Deloitte’s 2023 global survey found that the threats posed by climate change are a top issue for the C-suite. Despite this, most organizations are lagging in their efforts to address the challenge, with KPMG finding that 75% of companies are not ready to have their environmental, social, and governance (ESG) data audited. And with new data regulations coming into effect in 2024, it’s imperative that companies rethink their sustainability approach; otherwise, they run the risk of being viewed as greenwashing.
To get ESG efforts on track, organizations need to:
1. Take a systematic approach and understand their entire operating environment, including the supply chain, to identify emissions, redundancies, and technologies not fully utilized.
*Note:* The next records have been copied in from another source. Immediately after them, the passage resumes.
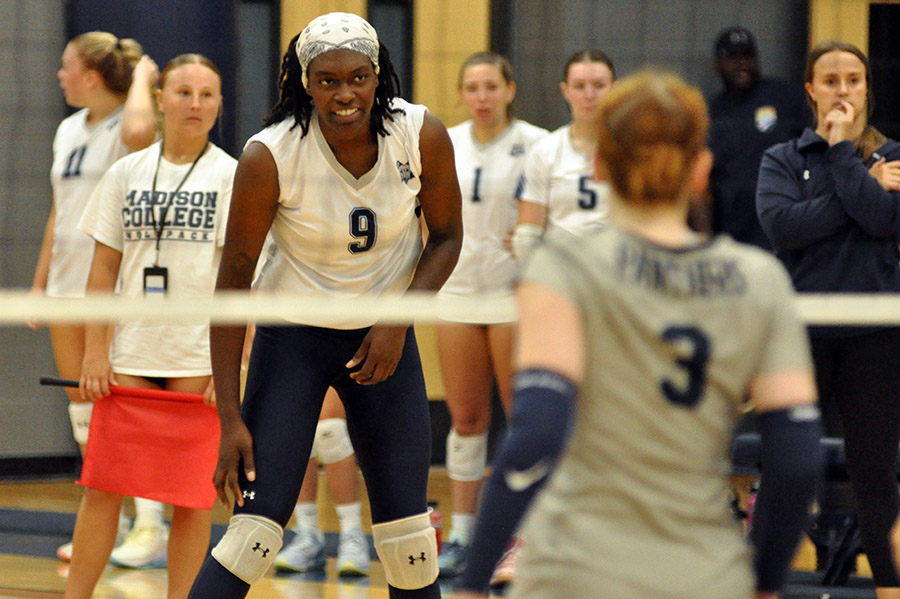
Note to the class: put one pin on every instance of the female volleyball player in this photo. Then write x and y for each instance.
(836, 228)
(111, 82)
(637, 347)
(490, 151)
(158, 220)
(559, 190)
(342, 175)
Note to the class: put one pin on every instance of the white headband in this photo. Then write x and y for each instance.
(336, 31)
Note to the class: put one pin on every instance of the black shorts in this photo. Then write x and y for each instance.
(291, 367)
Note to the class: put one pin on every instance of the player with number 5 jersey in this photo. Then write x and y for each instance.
(638, 346)
(559, 190)
(344, 174)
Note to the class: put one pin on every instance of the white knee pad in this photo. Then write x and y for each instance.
(249, 546)
(333, 441)
(407, 549)
(80, 415)
(466, 456)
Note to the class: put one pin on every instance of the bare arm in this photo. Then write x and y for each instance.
(96, 373)
(551, 335)
(254, 201)
(139, 113)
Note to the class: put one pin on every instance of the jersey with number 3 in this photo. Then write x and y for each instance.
(559, 177)
(339, 235)
(489, 179)
(82, 153)
(673, 339)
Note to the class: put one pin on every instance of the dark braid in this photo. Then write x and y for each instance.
(293, 101)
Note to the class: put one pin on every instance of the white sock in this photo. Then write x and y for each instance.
(148, 512)
(307, 515)
(349, 515)
(462, 525)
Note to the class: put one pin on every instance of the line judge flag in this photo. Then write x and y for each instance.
(155, 444)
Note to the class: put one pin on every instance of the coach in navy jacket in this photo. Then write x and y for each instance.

Too often, organizations rely on spreadsheets rather than software to track ESG progress, which drives reactive decision-making. What’s more, this can create data discrepancies, which in turn fuel greenwashing claims.
As pressure mounts to provide transparency into sustainability initiatives, it’s vital to have robust data to support and direct efforts. Companies need a reporting environment with high-quality data and traceability. Dedicated software can help track progress toward targets by automating emissions measurement and providing information that allows organizations to adjust their strategies based on trends and patterns. In addition, businesses can gain predictive insights and recommendations by harnessing emerging technologies such as AI and ML.
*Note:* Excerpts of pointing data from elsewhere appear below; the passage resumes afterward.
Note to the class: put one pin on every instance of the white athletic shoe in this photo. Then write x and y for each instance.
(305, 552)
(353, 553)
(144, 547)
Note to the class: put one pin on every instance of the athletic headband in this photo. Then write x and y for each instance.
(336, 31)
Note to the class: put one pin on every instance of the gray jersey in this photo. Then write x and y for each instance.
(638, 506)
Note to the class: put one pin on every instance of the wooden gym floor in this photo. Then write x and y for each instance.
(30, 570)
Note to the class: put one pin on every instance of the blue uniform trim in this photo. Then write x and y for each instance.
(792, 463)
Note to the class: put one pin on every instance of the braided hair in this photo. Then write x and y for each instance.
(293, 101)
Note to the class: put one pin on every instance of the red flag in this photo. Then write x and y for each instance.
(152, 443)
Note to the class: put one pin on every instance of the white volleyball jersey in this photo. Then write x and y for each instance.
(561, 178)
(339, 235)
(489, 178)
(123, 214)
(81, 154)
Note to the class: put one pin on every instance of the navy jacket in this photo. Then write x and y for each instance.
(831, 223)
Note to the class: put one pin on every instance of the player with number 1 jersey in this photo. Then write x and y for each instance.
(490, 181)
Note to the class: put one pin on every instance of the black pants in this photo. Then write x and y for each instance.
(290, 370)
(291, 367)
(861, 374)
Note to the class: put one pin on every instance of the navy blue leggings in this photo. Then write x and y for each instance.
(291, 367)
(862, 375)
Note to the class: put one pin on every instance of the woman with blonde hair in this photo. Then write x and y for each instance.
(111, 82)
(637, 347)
2. Purge data and software. Another often neglected consideration is that companies are reluctant to purge any systems or data that are no longer useful. A recent study found that 67% of organizations are unaware of the environmental consequences of their data storage strategies. To meet ESG targets, businesses must understand and manage their information estate and embrace that decluttering data is a business and moral imperative.
As the volume continues to grow exponentially, adopting efficient data management strategies is critical. Taking steps like archiving and deduplication helps organizations meet sustainability goals. There are also business benefits, including improving productivity and lowering costs.
In addition to data management, organizations must regularly audit the IT environment for redundancies, inefficiencies, or unused technologies. With today’s mix of legacy systems and digital transformation initiatives, this is a common and growing problem across industries. Without visibility and clarity on how elements overlap and perform, this can drive up storage costs and use unnecessary compute power. Running an inefficient tech stack creates technical debt, along with hampering sustainability efforts. Technical debt is a critical KPI to track that directly impacts ESG efforts.
Companies must work with the broader ecosystem to take steps to reduce the carbon footprint caused by their combined operations. With net zero targets looming in the distance and the upcoming disclosure regulations, organizations must act now to make ESG goals a foundational element of their business strategy.